Прямо с работы Буба отправилась на Солец. Ей было немного страшно, потому что нужно было пройти в третий двор грязного кирпичного дома и подняться на второй этаж по разбитой лестнице. Люди, которых она встречала и которые присматривались к ней странным взглядом, наверное, принадлежали к отбросам общества. Так должны были выглядеть бандиты и воры, о которых читаешь в криминальных романах и которых не встретишь в центре города. Они проскакивают, точно хищные звери, боком, чтобы их не заметил глаз полицейского, а здесь гнездятся в грязи и вони, так как сюда даже полиция не отважится зайти.

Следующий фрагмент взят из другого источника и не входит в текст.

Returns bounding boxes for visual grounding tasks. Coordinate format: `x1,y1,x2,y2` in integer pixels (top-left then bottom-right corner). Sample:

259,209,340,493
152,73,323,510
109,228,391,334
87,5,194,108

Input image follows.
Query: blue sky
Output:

И Буба, идя по лестнице, хотя колени ее дрожали, гордилась тем, что она не испугалась. Мать, наверное, не пустила бы ее сюда одну: или настояла бы на том, чтобы ее сопровождать, или послала бы кого-нибудь из слуг. А Буба как раз хотела пойти одна, поэтому не обмолвилась дома ни одним словом об этой несчастной девушке и обещании, данном пани Щедронь. Она, правда, не допускала и мысли, что ей вообще запретят взять под опеку эту бедную жертву варварских предрассудков, — ведь у мамы такое доброе сердце, но все-таки безопаснее было рассказать матери об этом после свершившегося факта.
Комната, в которой лежала больная, была заполнена паром: толстая женщина с красным лицом и безобразно грубыми руками снимала с плиты большие жестяные котлы и их испаряющееся и невыносимо зловонное содержимое опрокидывала в две лохани. В одной она стирала сама, а в другой — маленький черноволосый мужчина в грязной рубашке с закатанными рукавами.
— Здесь живет панна Фелиция Емелковская? — спросила Буба самым вежливым тоном.
— Закрывайте двери, заморозки идут, — высоким резким голосом сказала женщина, а когда Буба поспешно захлопнула дверь, добавила: — Жить не живет, потому что не прописана, а так гостит по знакомству.
— Я могла бы с ней поговорить? Вы позволите?
Черноволосый молодой человек вежливо отодвинул табурет, на котором громоздилась гора мокрого белья. Он был ужасно худой, с красными опухшими руками. Расстегнутая грязная рубашка открывала грудь, покрытую голубой татуировкой.
— Он там, в алькове, если хотите, — усмехнулся он Бубе, и эта усмешка показалась ей омерзительнее всего.
— Работай, чего смотришь! Твои дела?! — закричала женщина.
Альков был закрыт полосками из красной и зеленой папиросной бумаги. На застеленной чистой простыней кровати лежала очень молодая и симпатичная девушка, смертельно бледная, с запавшими глазами. Рядом с ней на огромной подушке, закутанный, лежал ребенок со сморщенным красным личиком и лысой головкой, на которой кое-где черными щетинками торчали волосы, что выглядело как лишай или экзема. Бубу охватило нестерпимое чувство жалости: в такой нужде, в этой духоте родилась новая жизнь, уродливая, бессознательная, но такая ценная, что эта девушка отважилась на мучения, на страшную боль, на насмешки и травлю, чтобы только дать миру эту жизнь.
И вдруг Буба поняла, что нет в этом ни героизма, ни скандала, ни стыда, но что так было нужно. Необходимость! Она не представляла себе, что почувствует, стоя здесь, полную солидарность, непродуманную, необоснованную, неосмысленную, полностью независимую от собственной воли солидарность с этой женщиной. Здесь даже жалости нет места, потому что как можно сожалеть о счастье!
Буба представилась, сказав, что адрес ей дала пани Щедронь и что она пришла спросить, не может ли она чем-нибудь помочь.